There is a certain person who is employed at a Private Equity firm who not only believes, but has the gall to voice, that the highest level of humans work in PE and everyone else is necessarily a lower order human being.

The audacity is preposterous, especially given how fallacious the premise is. By definition, people in Private Equity are trying to partake of the success of people who are building a quality product or service and delivering it efficiently to the people who will buy it. The only thing that people in PE are doing is allocating capital on bets that they believe will pay.

It gets worse. Venture Capitalists in the good old days started out by investing money that they had made themselves, by having succeeded in the very game that they were now investing in; i.e. building a product or service that the market needed and was willing to pay for. They had sold their company to a larger corporation and were now trying to deploy their money, and perhaps experience, across a wider set of opportunities.
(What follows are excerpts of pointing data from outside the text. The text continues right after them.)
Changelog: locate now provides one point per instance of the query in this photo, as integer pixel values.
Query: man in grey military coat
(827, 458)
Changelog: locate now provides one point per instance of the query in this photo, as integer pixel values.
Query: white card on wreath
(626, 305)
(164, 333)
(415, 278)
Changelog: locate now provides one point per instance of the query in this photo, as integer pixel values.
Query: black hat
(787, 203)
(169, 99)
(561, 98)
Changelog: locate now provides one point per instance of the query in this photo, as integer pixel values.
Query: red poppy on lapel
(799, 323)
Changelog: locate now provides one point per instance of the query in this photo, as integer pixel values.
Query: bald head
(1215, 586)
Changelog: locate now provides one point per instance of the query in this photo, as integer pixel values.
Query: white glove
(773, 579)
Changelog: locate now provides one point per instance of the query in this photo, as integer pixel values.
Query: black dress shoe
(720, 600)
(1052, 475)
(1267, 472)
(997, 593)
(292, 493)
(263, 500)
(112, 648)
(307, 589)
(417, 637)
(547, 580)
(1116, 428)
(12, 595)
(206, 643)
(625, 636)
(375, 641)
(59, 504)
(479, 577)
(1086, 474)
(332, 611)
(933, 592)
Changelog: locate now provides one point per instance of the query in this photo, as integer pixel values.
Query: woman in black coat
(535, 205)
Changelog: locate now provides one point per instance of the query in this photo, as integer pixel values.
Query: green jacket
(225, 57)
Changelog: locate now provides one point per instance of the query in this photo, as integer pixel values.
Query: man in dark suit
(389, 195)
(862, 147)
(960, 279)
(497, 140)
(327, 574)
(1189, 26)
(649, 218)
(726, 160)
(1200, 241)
A number of today's PE employees have never really done anything real for a living. Admittedly, they have worked extremely hard through the best Business Schools to build CVs that PE and VC firms would shortlist. But for a living, these people essentially meet a lot of real entrepreneurs so that they can invest money that the founding partner of the VC / PE firm has brought in from other people entrusted to invest that money, who in turn got the money from people who have made it by, guess what, building and delivering a product or service that the market wants and is willing to pay for.

The hubris of someone who in effect lives off the success of others, to believe and to voice an opinion that suggests that the best people work in VC / PE and that others are a lower class of human beings is nothing short of atrocious.

And finally, here is where the title of this piece comes in. These people would do well to realize that they have a high paying job at the pleasure of the founder of the VC / PE fund founder, and that if they should lose this job at the whim of their boss, they would be pretty much unemployable anywhere else.  They would do even better to accept their good fortune with grace and gratitude and start building a real life skill in preparation for the day when they will lose their job.